Senate President Don Gaetz, who was an original proponent of ethics reform, supports having safeguards in place that will prevent elected officials from hiding financial interests and conflicts from the public. (Photo courtesy of the Florida Legislature.)

By Ashley Lopez
Florida Center for Investigative Reporting

An ethics law expert says a provision in the Florida Senate’s ethics reform bill would allow a state lawmaker to shield conflicts of interest from public disclosure.

Leaders in the Republican-led Florida Legislature have said this session would be one of sweeping ethics reform. But there have been a few bumps in the road. Mainly, ethics reform groups have voiced concern that the proposed bills in the House and Senate are too weak.

The Miami Herald reported this week that the former director of the Florida Ethics Commission, Phil Claypool, is concerned about a provision in the Senate bill that would allow lawmakers to shield from public disclosure potential conflicts of interest and financial assets.

According to the Herald:

Under SB 2, which passed the Senate on the first day of the legislative session, any public official who wants to avoid disclosing embarrassing financial information on their financial disclosure forms could create a blind trust to hold their assets.

“This really would be a wolf in sheep’s clothing,’’ said [Claypool]. “The whole idea is to protect both the public official and the public from conflicts of interest” but under the Senate bill “you’ve just got room for all kinds of mischief.’’

The Senate bill — for the first time in Florida — provides for “blind trusts” for elected officials and was promoted as a way to help public officials “avoid potential conflicts of interest” by allowing them to hand off responsibility for investing their assets to a trustee.
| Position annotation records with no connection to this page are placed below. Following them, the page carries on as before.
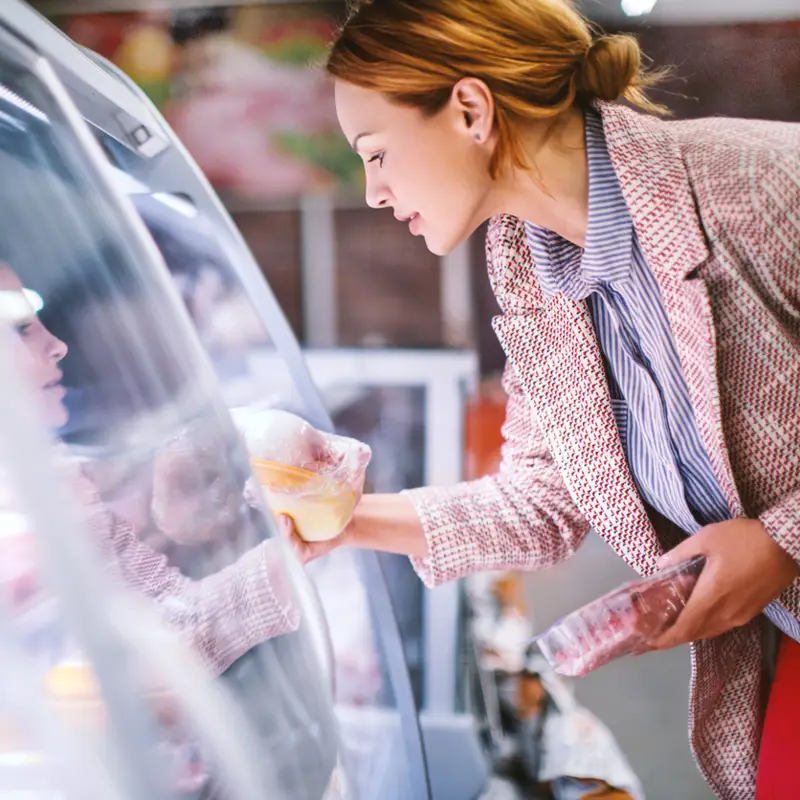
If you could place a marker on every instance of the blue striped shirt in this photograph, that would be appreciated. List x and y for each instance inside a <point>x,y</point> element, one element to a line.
<point>653,412</point>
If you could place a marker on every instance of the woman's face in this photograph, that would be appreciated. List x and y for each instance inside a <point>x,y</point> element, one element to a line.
<point>41,353</point>
<point>430,171</point>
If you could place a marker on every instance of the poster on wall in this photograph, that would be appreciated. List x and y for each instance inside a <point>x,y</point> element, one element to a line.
<point>242,88</point>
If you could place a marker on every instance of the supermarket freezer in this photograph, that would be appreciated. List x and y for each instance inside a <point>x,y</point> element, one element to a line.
<point>101,205</point>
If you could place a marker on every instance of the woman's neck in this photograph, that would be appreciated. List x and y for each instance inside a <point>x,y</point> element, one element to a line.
<point>555,193</point>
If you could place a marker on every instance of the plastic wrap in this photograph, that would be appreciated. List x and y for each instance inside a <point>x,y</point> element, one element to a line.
<point>623,622</point>
<point>313,477</point>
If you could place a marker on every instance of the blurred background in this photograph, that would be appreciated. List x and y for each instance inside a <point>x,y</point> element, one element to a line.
<point>238,84</point>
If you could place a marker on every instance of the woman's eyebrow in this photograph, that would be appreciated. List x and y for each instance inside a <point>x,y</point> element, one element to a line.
<point>354,143</point>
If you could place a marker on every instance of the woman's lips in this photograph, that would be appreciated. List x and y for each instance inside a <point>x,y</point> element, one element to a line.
<point>56,388</point>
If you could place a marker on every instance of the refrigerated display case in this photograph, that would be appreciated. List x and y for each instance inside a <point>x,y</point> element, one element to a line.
<point>170,324</point>
<point>233,701</point>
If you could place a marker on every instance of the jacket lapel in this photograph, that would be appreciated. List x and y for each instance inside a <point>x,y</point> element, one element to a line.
<point>555,354</point>
<point>655,183</point>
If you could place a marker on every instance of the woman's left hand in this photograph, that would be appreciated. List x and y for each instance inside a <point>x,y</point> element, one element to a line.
<point>745,571</point>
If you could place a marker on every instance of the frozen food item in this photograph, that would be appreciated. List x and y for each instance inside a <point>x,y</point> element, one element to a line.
<point>281,437</point>
<point>315,478</point>
<point>623,622</point>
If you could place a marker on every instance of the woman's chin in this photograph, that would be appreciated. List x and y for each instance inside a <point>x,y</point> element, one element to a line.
<point>57,416</point>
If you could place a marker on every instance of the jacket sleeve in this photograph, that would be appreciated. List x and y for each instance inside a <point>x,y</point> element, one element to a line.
<point>521,518</point>
<point>221,616</point>
<point>776,207</point>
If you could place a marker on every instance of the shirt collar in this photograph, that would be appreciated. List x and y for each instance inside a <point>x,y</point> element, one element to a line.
<point>606,256</point>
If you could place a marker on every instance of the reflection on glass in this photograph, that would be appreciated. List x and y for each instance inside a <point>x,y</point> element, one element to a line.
<point>201,257</point>
<point>152,457</point>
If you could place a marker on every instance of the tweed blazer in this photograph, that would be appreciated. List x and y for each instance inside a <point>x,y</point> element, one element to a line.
<point>716,206</point>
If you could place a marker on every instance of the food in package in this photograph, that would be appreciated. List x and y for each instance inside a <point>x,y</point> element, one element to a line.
<point>313,477</point>
<point>624,622</point>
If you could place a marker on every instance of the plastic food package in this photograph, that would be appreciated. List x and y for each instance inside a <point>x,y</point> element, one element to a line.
<point>315,478</point>
<point>623,622</point>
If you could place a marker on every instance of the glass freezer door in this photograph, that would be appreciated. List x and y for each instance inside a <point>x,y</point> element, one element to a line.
<point>192,653</point>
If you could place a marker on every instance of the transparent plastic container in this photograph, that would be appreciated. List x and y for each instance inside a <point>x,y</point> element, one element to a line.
<point>623,622</point>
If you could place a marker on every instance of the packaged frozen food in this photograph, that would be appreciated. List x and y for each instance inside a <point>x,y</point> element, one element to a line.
<point>313,477</point>
<point>623,622</point>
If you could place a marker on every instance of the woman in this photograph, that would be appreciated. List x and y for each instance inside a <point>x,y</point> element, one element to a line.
<point>651,323</point>
<point>222,616</point>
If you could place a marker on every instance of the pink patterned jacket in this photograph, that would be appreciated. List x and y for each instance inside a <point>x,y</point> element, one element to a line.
<point>716,206</point>
<point>221,616</point>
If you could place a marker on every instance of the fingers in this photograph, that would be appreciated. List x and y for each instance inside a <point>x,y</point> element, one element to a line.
<point>696,621</point>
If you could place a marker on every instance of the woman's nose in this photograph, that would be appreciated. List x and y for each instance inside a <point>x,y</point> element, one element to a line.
<point>377,194</point>
<point>57,350</point>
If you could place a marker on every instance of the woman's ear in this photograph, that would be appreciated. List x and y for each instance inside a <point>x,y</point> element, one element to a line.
<point>473,104</point>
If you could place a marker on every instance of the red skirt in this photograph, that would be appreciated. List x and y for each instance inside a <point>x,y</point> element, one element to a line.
<point>778,774</point>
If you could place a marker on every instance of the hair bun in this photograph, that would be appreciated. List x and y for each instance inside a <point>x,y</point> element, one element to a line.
<point>610,67</point>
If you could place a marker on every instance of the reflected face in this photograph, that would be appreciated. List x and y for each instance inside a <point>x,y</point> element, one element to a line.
<point>41,352</point>
<point>427,169</point>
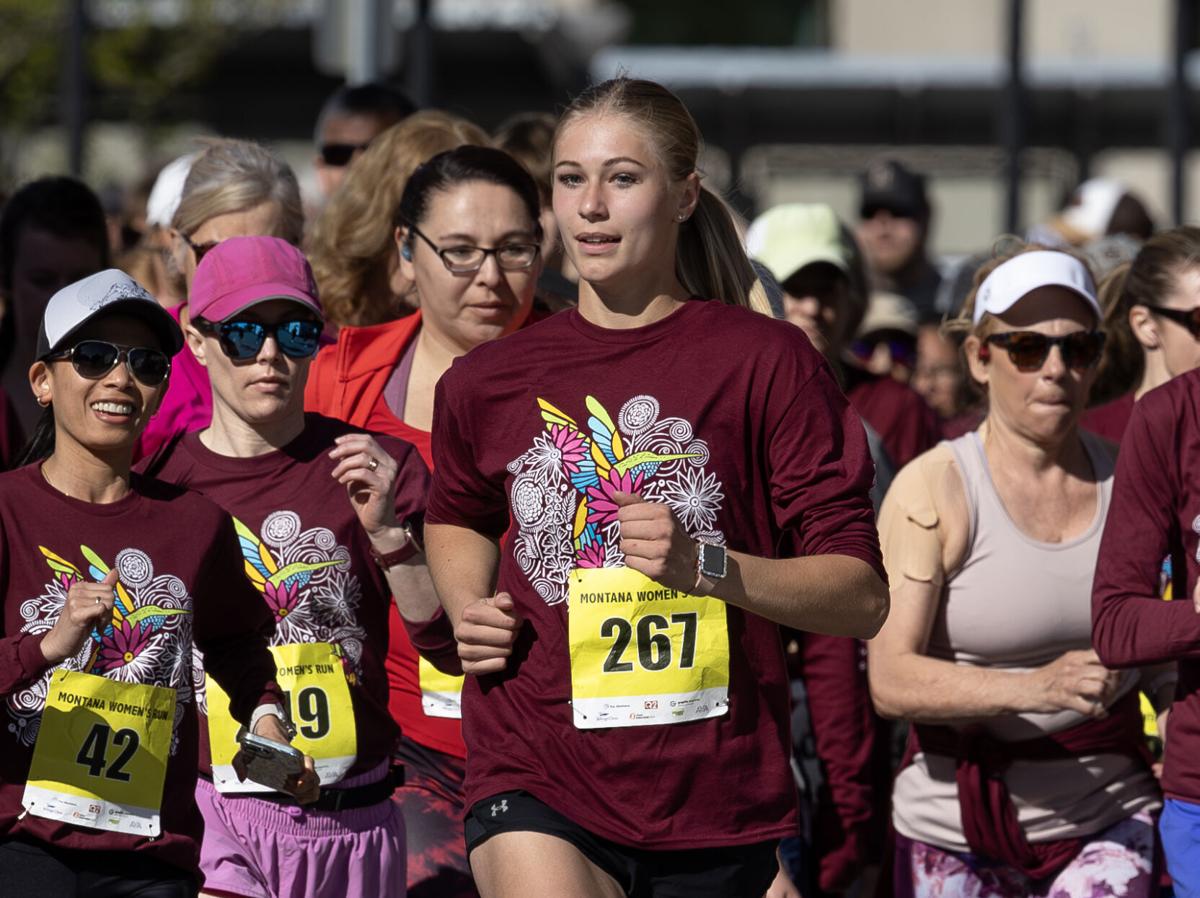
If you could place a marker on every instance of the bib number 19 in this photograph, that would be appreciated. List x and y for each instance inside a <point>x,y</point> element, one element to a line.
<point>654,647</point>
<point>311,710</point>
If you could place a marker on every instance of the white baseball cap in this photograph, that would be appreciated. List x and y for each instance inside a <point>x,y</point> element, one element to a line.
<point>1017,277</point>
<point>78,303</point>
<point>168,191</point>
<point>789,237</point>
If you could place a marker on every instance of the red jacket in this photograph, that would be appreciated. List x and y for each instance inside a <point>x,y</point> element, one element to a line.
<point>347,379</point>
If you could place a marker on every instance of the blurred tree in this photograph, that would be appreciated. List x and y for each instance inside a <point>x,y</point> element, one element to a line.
<point>141,53</point>
<point>804,23</point>
<point>30,45</point>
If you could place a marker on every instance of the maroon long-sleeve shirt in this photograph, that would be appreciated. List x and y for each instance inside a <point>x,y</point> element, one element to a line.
<point>1155,514</point>
<point>172,550</point>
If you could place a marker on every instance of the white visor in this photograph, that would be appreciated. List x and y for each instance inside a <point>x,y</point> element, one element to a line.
<point>1023,274</point>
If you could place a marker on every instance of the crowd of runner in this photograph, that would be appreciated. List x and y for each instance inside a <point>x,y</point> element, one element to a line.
<point>586,539</point>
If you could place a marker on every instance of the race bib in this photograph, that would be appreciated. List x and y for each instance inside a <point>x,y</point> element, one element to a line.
<point>101,754</point>
<point>643,654</point>
<point>313,683</point>
<point>441,693</point>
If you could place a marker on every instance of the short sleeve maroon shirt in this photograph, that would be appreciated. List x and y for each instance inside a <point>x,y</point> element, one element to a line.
<point>768,455</point>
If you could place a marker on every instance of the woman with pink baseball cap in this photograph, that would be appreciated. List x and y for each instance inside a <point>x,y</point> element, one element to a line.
<point>106,603</point>
<point>328,519</point>
<point>1026,767</point>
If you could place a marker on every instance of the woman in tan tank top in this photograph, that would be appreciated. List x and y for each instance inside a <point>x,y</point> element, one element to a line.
<point>1026,768</point>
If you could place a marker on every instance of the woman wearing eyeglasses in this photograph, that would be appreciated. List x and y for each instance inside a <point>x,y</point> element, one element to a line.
<point>328,519</point>
<point>1152,318</point>
<point>112,584</point>
<point>467,231</point>
<point>1026,771</point>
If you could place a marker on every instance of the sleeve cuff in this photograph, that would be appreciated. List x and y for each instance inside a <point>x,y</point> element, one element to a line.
<point>263,711</point>
<point>29,652</point>
<point>435,640</point>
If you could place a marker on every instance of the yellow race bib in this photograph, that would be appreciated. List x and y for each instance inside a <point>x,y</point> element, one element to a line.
<point>313,681</point>
<point>441,693</point>
<point>643,654</point>
<point>101,754</point>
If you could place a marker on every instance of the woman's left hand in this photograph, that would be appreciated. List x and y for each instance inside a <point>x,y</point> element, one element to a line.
<point>304,786</point>
<point>654,542</point>
<point>369,473</point>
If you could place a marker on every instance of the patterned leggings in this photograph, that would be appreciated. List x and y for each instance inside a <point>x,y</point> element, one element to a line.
<point>432,803</point>
<point>1116,863</point>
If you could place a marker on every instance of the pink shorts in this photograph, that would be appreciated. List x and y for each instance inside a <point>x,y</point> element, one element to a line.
<point>261,849</point>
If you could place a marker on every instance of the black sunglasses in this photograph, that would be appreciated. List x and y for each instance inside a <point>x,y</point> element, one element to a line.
<point>199,249</point>
<point>241,341</point>
<point>95,358</point>
<point>1027,349</point>
<point>340,154</point>
<point>1189,318</point>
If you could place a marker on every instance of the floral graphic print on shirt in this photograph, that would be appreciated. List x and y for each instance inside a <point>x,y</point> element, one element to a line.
<point>149,639</point>
<point>305,578</point>
<point>562,496</point>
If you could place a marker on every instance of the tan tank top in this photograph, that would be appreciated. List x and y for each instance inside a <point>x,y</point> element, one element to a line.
<point>1017,603</point>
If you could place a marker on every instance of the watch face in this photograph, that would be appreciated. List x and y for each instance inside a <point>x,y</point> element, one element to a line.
<point>713,561</point>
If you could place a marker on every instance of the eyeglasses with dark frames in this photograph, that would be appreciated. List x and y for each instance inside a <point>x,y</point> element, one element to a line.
<point>243,340</point>
<point>93,359</point>
<point>467,259</point>
<point>1189,318</point>
<point>1029,349</point>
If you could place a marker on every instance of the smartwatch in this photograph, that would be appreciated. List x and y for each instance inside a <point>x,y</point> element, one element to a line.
<point>712,564</point>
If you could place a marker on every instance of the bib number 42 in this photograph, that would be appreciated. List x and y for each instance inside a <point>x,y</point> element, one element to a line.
<point>653,645</point>
<point>94,752</point>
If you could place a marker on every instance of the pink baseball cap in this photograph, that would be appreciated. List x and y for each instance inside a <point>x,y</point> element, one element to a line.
<point>244,271</point>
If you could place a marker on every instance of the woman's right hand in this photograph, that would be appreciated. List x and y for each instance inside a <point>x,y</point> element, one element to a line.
<point>88,606</point>
<point>486,634</point>
<point>1075,681</point>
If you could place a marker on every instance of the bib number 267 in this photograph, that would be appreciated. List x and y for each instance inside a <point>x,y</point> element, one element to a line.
<point>652,641</point>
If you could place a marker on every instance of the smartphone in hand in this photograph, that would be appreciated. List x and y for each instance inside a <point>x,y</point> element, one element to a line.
<point>270,762</point>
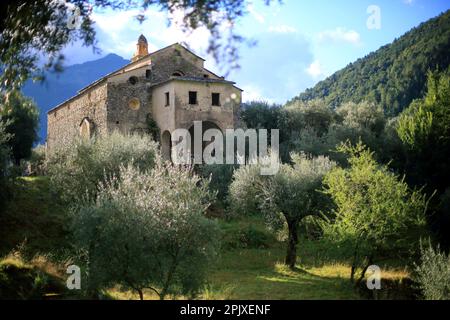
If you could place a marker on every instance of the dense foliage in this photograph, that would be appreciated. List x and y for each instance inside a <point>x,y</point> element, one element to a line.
<point>433,273</point>
<point>376,213</point>
<point>148,230</point>
<point>34,29</point>
<point>77,170</point>
<point>4,162</point>
<point>286,197</point>
<point>21,116</point>
<point>395,74</point>
<point>425,130</point>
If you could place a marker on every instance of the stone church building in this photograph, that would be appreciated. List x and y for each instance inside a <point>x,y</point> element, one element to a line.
<point>170,86</point>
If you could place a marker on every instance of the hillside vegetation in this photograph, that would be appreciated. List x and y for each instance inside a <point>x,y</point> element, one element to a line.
<point>395,74</point>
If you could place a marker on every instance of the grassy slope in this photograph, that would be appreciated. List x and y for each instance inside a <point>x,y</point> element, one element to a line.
<point>32,219</point>
<point>245,270</point>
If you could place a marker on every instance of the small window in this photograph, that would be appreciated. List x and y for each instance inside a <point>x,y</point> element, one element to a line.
<point>167,99</point>
<point>215,99</point>
<point>178,73</point>
<point>133,80</point>
<point>193,97</point>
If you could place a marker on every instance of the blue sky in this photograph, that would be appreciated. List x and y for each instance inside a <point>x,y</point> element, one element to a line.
<point>299,42</point>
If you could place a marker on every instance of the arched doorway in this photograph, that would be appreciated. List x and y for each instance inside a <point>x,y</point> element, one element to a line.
<point>205,126</point>
<point>86,129</point>
<point>166,146</point>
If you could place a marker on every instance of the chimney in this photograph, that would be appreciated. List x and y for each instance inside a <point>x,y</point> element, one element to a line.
<point>141,48</point>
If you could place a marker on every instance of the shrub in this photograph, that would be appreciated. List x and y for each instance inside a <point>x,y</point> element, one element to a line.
<point>220,175</point>
<point>376,212</point>
<point>77,170</point>
<point>287,196</point>
<point>22,120</point>
<point>433,274</point>
<point>24,281</point>
<point>148,230</point>
<point>245,190</point>
<point>4,162</point>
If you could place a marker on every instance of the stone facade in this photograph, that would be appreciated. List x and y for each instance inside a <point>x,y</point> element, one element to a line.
<point>156,85</point>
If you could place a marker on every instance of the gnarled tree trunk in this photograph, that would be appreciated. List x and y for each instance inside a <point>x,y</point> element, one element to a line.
<point>291,255</point>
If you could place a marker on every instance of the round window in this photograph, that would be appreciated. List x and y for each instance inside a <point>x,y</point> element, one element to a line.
<point>134,104</point>
<point>133,80</point>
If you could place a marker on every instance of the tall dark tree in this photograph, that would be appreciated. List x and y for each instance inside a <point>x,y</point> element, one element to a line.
<point>4,159</point>
<point>21,116</point>
<point>425,130</point>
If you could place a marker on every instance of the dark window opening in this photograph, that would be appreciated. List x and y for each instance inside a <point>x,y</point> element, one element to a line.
<point>215,99</point>
<point>133,80</point>
<point>178,74</point>
<point>167,99</point>
<point>193,97</point>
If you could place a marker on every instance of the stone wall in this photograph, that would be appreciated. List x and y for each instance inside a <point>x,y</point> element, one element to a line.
<point>128,106</point>
<point>63,122</point>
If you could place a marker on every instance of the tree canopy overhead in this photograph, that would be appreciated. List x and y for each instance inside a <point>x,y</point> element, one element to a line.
<point>32,30</point>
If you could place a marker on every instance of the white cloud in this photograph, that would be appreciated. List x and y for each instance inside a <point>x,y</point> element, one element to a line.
<point>315,69</point>
<point>282,29</point>
<point>256,15</point>
<point>254,93</point>
<point>119,30</point>
<point>340,35</point>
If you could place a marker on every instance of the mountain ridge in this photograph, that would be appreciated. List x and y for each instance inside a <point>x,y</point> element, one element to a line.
<point>393,75</point>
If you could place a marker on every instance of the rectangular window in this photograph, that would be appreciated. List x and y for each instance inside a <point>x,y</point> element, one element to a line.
<point>167,99</point>
<point>193,97</point>
<point>215,99</point>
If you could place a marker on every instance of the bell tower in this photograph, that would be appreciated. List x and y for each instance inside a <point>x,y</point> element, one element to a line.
<point>141,48</point>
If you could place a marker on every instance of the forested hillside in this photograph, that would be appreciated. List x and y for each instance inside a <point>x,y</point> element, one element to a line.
<point>395,74</point>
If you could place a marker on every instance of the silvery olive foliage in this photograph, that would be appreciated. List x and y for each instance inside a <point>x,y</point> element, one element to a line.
<point>245,190</point>
<point>433,273</point>
<point>375,210</point>
<point>77,170</point>
<point>286,197</point>
<point>148,230</point>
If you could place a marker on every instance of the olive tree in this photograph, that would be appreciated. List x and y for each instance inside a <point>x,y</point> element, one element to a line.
<point>375,212</point>
<point>21,117</point>
<point>4,162</point>
<point>77,170</point>
<point>288,196</point>
<point>148,230</point>
<point>33,30</point>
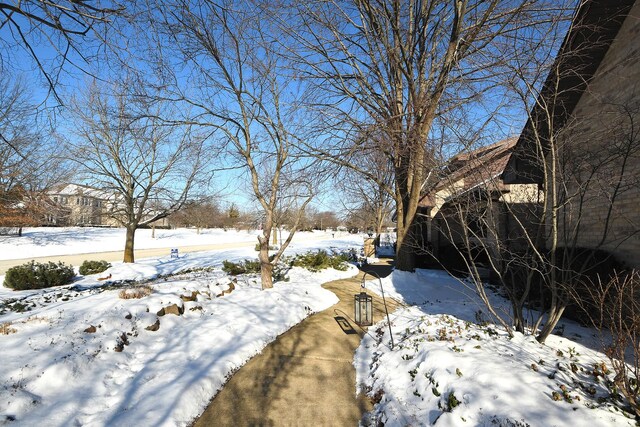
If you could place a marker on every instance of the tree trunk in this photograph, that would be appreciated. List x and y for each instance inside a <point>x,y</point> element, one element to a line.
<point>555,313</point>
<point>128,245</point>
<point>405,251</point>
<point>405,256</point>
<point>266,268</point>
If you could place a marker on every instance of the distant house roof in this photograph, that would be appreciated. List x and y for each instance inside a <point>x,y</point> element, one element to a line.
<point>78,189</point>
<point>468,170</point>
<point>594,27</point>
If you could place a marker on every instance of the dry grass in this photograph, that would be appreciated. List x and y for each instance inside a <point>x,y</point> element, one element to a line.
<point>6,329</point>
<point>136,292</point>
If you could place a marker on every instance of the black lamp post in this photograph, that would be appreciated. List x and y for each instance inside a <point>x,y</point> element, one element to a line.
<point>363,309</point>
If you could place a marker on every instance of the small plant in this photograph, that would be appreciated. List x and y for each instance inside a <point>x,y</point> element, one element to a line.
<point>320,260</point>
<point>271,247</point>
<point>6,329</point>
<point>135,292</point>
<point>93,267</point>
<point>452,402</point>
<point>33,275</point>
<point>244,267</point>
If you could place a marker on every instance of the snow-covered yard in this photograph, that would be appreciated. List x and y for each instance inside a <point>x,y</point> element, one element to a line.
<point>450,367</point>
<point>48,241</point>
<point>83,355</point>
The idea is that an elected official would be “blind” to what he owned because the trustee would be banned from disclosing how the assets are invested.

The measure is part of a larger ethics reform package that includes new laws that would force public officials to disclose conflicts and face new restrictions on who they can work for while in office or when they retire from office. But Claypool believes that the Senate bill essentially “stands the concept of a ‘blind trust’ on its head’’ by creating a “cloak of invisibility” in which elected officials simply “pay a lawyer to draw up a trust” and hide behind it.

Right now, the House version of the bill has the same provision, but includes safeguards for the public, which Claypool is recommending to lawmakers. Senate President Don Gaetz, who was an original proponent of ethics reform, supports having those safeguards in place.

However, ethics advocates are also still weary of a provision in both bills that that allows elected officials to fix their financial disclosure forms up to two months after submission and up to one month after any complaint is filed.

Outgoing Lt. Gov. Jennifer Carroll amended her own financial disclosure this week. She resigned from her state position because of an investigation into her involvement with Allied Veterans, which federal officials described as running a $300 million scam.

According to the Tampa Bay Times, Carroll “filed an amended financial disclosure form for 2010 specifying that she was paid $16,047 that year by a controversial veterans’ group that led to her resignation last month.”

Ethics reform advocates believe that this allows lawmakers to choose when to release information to the public and that the public should be able to review in real time elected officials’ financial interests.